Now, the tides have turned; Walker's found a friend or two in Philly.

"It's a town where I'm struggling if I don't drink enough. You can't drink any water."

It's not all fun and games with Walker, though. With all his joking and revelry aside, he's still a musician as his 9-to-5, and with that comes the duties of being a professional: focusing on building his live sound and placing trust in the hands of his live band.

"I think the band really brought a new element to them," he said of taking the songs from album level to stage level. Walker recalls the rehearsal process being a complete collaborative affair, running ideas back and forth as far as "we shouldn't do that, we should do this" aspects of collusion. "It's a total band effort with this. It's really fun and easy."

But despite all of the equal amounts of work and good times that come with being on the road, Walker finds inspiration comes in slim pickings when outside of the studio. Much of Primrose Green originated in the studio off of steady improvisation and jam sessions and not calculated times of this-is-when-I'm-going-to-write.
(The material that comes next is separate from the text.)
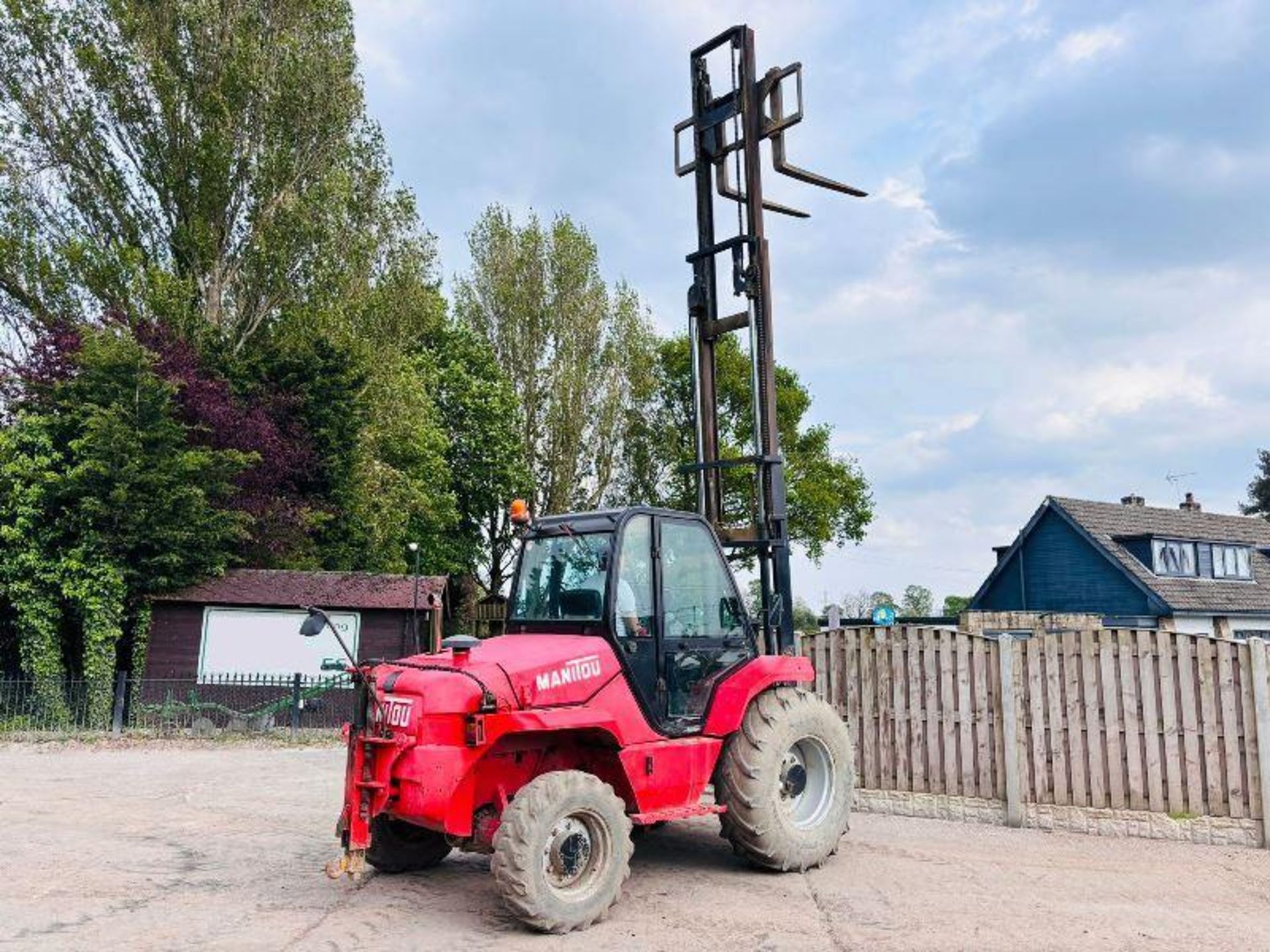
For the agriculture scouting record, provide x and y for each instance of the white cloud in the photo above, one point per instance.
(1091, 44)
(1174, 161)
(1082, 403)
"It's really tough to write songs on tour," he said. "Anyone who says they can is lying. When you're in the songwriting business like I am now, with some sort of improvised things, it's hard to find time."

What he finds time for are the simple things: "I'm inspired to find good sandwiches," he said point blank.

That sentiment brings us back full circle: Ryley Walker is a cool guy. Yeah, he writes very serious, expansive tunes, that at one point NPR dubbed as "acoustic swagger." "I don't really know what to make of it," he says of the title. "I don't apply it to myself. I like the acoustic guitar and I think there's cool acoustic guitarists popping up all over the world." But at the core, he's still a twentysomething dude who wants to make the most of it: writing music, playing music and getting a little rowdy.

In a humble and heartwarming tone, he marks himself in a way that not only makes him approachable and clearly down for a good time, but slightly self-endangering all the same — a statement that makes you want to both get a drink with him and protect him from himself. "I'm bonkers. I'm insane. It's fine," he says nonchalantly.

Whatever the case, audiences can raise a glass and settle into the almost virtual opposite of bonkers (though it'd be interesting to see how bonkers it could get) as Ryley Walker takes the stage at Boot & Saddle on Saturday, March 14. Tickets are still available.